Expand the research scope to obtain additional responses from citizens that were not represented in our first round of survey responses.

Create a secondary persona to represent the individuals who do not engage currently but show evidence that they would engage more through technology.

Test additional user flows within the application to obtain more user feedback to further iterate the design, and improve the usability of the entire app.

Design the desktop version of the mobile web app, and test the this version to confirm if the design is transferable to the desktop as is, or iterate the design based on user feedback.

 

Project Challenges

What geographical area should we focus the research on given the timeline of this project and the polarizing political views from one region to the next?

Should we focus locally first, since this is only a three-week project? Would focusing on a narrow geographical area skew the results such that they do not represent the average user? How do you successfully reach a broad range of people across the US?

We outlined each option's pros and cons and then consulted with our client to ensure we were all on the same page. As a group, we decided to target people across the entire country, and came up with a Plan A and Plan B for achieving this. We were successful in obtaining a broad range of responses from 110 people across the US between 18 and 85 years old, varying occupations and income brackets, both men and women, from 20 different states through our Plan A approach.

How do we translate the survey and interview responses into an accurate primary user persona given that the broad range of responses we received?

Would the primary persona represent people who have actively engaged in the past? Would the primary persona represent people who said they are comfortable engaging through technology? How do we pick the primary persona over the secondary persona?

I felt it was best to research more about personas to ensure I was using this tool correctly. During my research, I learned that there are both UX personas and marketing personas. When it comes to our primary UX personas, we have to think about who will use the app the most when it is first launched, not necessarily who this app would benefit the most. From there, we can iterate the design and UX persona as the most common user evolves with the app.

 

How do we determine which features to focus our redesign on and how do we justify this decision?

How do we prioritize the user’s goals if there are several goals? Do we focus on the features our client started with? What can we realistically achieve in a three-week project?

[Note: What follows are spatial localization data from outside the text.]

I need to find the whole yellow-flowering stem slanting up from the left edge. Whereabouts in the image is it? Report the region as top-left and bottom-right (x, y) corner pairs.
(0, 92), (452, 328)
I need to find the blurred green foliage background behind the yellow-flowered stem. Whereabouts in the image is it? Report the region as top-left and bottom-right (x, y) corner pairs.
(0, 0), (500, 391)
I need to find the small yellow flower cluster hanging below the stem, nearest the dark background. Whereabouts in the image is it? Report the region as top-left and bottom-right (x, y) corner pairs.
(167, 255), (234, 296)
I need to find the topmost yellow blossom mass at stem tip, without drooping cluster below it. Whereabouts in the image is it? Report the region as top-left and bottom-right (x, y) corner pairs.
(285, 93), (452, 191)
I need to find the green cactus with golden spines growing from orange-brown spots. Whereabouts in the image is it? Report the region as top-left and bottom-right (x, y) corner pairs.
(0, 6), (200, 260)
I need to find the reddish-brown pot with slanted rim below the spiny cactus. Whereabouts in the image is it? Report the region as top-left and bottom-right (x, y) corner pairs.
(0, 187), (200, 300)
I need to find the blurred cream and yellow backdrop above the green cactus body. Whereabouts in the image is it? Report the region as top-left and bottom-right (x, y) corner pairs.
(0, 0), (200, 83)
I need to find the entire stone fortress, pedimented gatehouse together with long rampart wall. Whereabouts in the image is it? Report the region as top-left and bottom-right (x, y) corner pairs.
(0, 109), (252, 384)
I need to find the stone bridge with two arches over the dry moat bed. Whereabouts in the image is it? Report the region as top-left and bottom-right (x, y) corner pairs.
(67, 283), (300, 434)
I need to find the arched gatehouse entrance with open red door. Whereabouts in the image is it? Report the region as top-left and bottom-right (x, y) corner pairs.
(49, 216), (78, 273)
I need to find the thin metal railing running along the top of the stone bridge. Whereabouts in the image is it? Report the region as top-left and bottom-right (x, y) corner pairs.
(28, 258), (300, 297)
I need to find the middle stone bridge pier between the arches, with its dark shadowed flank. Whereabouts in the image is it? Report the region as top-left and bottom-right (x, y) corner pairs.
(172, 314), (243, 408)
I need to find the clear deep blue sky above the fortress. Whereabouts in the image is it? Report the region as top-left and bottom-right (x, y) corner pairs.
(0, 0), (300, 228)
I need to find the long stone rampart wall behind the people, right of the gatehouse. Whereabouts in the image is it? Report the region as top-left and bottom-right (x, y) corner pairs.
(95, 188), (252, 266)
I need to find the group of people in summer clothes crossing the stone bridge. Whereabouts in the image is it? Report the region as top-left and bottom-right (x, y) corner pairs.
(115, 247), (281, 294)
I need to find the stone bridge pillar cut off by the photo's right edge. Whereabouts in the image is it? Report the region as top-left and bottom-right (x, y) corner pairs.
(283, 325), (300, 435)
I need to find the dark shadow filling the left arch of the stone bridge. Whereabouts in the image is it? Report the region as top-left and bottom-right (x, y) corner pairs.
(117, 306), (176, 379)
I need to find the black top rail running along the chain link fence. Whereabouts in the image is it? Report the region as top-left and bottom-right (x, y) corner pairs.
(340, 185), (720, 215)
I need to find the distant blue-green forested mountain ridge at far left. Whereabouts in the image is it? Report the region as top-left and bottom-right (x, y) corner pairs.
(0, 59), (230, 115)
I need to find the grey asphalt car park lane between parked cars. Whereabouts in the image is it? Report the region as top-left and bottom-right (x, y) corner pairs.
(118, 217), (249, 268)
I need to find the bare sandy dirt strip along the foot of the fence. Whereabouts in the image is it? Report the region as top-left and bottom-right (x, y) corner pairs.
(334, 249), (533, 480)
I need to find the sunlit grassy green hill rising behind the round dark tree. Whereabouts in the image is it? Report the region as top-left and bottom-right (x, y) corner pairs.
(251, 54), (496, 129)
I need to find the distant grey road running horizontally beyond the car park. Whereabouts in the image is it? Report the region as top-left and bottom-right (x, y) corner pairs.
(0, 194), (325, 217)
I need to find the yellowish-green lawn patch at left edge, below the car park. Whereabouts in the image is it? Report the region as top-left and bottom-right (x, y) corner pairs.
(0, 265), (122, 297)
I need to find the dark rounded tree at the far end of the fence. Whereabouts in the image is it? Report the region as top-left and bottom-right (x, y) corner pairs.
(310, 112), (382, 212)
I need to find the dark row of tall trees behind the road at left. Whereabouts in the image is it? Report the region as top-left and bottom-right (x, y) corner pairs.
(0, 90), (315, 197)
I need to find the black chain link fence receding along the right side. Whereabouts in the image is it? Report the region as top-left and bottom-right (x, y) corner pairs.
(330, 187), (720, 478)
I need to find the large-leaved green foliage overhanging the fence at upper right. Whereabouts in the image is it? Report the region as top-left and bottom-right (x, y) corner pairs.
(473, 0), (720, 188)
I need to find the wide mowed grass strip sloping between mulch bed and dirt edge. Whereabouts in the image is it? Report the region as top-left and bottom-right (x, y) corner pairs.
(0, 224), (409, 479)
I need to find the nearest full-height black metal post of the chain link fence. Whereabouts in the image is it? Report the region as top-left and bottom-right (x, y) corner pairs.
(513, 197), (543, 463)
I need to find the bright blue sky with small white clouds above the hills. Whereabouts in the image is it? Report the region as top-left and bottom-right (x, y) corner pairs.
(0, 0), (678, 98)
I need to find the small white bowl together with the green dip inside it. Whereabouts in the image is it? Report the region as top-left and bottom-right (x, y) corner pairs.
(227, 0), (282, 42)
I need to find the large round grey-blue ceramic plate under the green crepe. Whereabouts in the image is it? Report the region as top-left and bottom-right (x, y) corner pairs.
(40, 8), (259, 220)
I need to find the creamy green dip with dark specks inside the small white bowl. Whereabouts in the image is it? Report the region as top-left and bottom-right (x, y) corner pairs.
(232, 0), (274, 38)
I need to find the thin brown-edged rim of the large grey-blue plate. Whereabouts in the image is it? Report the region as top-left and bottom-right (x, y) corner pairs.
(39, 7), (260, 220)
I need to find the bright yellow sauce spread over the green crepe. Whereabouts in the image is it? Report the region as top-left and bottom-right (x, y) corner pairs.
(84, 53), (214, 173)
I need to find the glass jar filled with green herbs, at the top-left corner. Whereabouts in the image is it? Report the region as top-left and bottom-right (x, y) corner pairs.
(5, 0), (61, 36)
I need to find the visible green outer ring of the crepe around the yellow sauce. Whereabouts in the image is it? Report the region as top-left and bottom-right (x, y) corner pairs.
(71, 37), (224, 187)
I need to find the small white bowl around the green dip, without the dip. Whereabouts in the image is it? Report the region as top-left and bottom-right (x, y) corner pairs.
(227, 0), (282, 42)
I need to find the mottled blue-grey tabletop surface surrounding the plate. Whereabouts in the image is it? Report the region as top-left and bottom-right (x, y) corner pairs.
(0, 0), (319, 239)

We had a large amount of data to sort through after receiving 110 survey responses and interviewing 11 participants. We created an affinity map to consolidate the interview responses. The amount of information within the affinity map was overwhelming and didn't immediately clarify what features would be the most important to focus on. We brainstormed possible solutions and decided to compare the top 15 key findings from our interviews with client’s design and complete a gap analysis. We eliminated existing features that did not align with the top trends, identified features that should be added to address the main trends, and selected two existing features that aligned with the trending user goals to improve through usability testing.

How do you balance what your client wants and what your team feels is best for the project if they do not align?

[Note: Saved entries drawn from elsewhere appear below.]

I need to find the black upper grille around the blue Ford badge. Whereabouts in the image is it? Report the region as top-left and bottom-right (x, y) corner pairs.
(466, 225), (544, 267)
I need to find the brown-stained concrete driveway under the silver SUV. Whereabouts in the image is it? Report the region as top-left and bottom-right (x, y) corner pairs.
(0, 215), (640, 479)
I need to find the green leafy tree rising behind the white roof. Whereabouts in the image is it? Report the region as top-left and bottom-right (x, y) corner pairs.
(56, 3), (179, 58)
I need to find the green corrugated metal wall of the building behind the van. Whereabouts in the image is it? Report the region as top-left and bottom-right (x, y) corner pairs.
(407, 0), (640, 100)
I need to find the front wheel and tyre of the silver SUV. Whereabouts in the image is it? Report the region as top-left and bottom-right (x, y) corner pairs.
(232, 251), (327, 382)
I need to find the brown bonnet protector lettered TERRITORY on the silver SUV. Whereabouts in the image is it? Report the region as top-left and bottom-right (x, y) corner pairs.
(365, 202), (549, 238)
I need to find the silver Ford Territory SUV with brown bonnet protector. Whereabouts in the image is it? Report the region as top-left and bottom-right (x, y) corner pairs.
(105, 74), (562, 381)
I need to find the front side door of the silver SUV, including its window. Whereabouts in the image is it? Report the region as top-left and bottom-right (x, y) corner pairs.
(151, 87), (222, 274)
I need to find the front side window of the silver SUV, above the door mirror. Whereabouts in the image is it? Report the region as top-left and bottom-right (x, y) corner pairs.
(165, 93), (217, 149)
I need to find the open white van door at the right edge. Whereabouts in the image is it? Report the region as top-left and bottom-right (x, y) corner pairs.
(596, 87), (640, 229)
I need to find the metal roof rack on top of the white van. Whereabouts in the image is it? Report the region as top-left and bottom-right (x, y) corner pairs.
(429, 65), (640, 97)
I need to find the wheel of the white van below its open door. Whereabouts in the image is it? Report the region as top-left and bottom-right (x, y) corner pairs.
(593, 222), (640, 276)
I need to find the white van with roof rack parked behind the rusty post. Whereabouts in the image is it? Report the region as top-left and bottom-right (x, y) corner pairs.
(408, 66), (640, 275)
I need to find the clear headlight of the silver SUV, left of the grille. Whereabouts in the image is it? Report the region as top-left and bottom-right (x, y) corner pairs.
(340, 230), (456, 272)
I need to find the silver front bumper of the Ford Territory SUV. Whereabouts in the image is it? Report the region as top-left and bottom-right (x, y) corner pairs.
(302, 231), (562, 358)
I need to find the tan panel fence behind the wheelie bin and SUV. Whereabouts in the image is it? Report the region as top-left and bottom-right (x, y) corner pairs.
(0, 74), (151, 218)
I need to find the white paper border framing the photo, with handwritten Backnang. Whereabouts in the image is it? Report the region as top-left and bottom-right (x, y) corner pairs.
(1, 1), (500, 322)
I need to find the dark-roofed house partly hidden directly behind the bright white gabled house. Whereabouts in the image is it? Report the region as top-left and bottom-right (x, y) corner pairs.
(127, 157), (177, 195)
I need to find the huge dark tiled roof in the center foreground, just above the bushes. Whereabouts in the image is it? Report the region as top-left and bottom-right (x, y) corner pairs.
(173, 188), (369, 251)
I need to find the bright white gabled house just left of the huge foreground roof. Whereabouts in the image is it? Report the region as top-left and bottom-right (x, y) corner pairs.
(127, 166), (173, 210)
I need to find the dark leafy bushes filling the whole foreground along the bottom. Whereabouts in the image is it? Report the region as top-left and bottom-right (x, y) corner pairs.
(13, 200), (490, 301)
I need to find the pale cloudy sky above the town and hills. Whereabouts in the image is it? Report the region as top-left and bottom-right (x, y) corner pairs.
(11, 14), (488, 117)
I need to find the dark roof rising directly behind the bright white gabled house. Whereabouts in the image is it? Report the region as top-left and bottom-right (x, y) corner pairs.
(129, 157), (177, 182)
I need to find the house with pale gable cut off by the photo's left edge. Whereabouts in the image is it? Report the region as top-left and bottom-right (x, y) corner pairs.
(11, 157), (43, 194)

How do we carefully traverse through a disagreement with a client? How do we convince our client that our idea is more valuable than they initially realize? At what point do we disagree and commit? 

Throughout our project, we received unsolicited feedback from the users that the logo could use improvement. It didn't feel modern or seem to align with the overall brand. We discussed this with our client, and they agreed with our concerns but did not see the value in redesigning the logo at this time. Our client told us to make the final call and said we could redesign the logo if we felt this was best. My team decided to redesign the logo given the amount of user feedback we received and given that the old logo would not match the new visual design. After our design pitch, our client saw the importance of the new logo and how this complemented the new visual design and thanked us for exploring this further and listening to the users.

 

Lessons Learned

Leave extra time after interviews to debrief/tidy up notes and come up with 3 key takeaways.

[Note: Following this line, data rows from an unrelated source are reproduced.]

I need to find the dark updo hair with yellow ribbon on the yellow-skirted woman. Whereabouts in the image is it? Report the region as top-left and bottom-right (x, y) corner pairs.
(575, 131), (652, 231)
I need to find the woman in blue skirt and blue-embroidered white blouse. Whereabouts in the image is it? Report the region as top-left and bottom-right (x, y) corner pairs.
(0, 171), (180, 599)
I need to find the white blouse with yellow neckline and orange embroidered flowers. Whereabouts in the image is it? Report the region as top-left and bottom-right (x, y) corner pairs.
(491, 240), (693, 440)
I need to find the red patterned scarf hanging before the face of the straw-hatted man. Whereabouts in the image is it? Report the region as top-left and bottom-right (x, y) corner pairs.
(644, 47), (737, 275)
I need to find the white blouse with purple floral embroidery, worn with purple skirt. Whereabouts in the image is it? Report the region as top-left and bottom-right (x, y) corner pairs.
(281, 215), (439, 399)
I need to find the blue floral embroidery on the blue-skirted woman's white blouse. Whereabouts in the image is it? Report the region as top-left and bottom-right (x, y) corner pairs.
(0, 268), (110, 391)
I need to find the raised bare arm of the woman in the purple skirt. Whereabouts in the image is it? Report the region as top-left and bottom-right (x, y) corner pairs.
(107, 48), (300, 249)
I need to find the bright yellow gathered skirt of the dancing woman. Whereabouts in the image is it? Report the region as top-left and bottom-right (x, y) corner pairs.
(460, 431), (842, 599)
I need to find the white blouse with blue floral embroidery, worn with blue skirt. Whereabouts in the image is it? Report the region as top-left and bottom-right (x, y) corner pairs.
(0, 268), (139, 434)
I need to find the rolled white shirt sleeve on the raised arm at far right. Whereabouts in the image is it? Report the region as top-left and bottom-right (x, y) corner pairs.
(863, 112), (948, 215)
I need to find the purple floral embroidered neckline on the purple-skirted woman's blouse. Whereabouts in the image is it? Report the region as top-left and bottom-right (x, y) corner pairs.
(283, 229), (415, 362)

Always have an interview script and usability test script prepared for each participant to keep the interviews consistent and organized.

Synthesizing open-answer survey questions can take a lot of time. When including open-ended questions in surveys, consider how many should be included based on how many responses you expect to receive and how much time you have to synthesize this data.

Consider having someone take notes for you during interviews, so you can focus/be present during the interview. 

Brainstorm ways to simplify the description of your methodology when explaining UX processes to non UX people. Always keep in mind who your audience is, and what their vocabulary may consist of.

Usability tests are necessary and incredibly valuable to validate your research and design, and ultimately improve the overall usability.

 

What I enjoyed most

Working on a product that is geared towards making the world a better place.

Getting the opportunity to learn more about people’s frustrations and goals around public engagement.

Collaborating with a group of dedicated, hard working designers that care about their work.

Creating pixel-perfect, high fidelity prototypes that bring the product to life.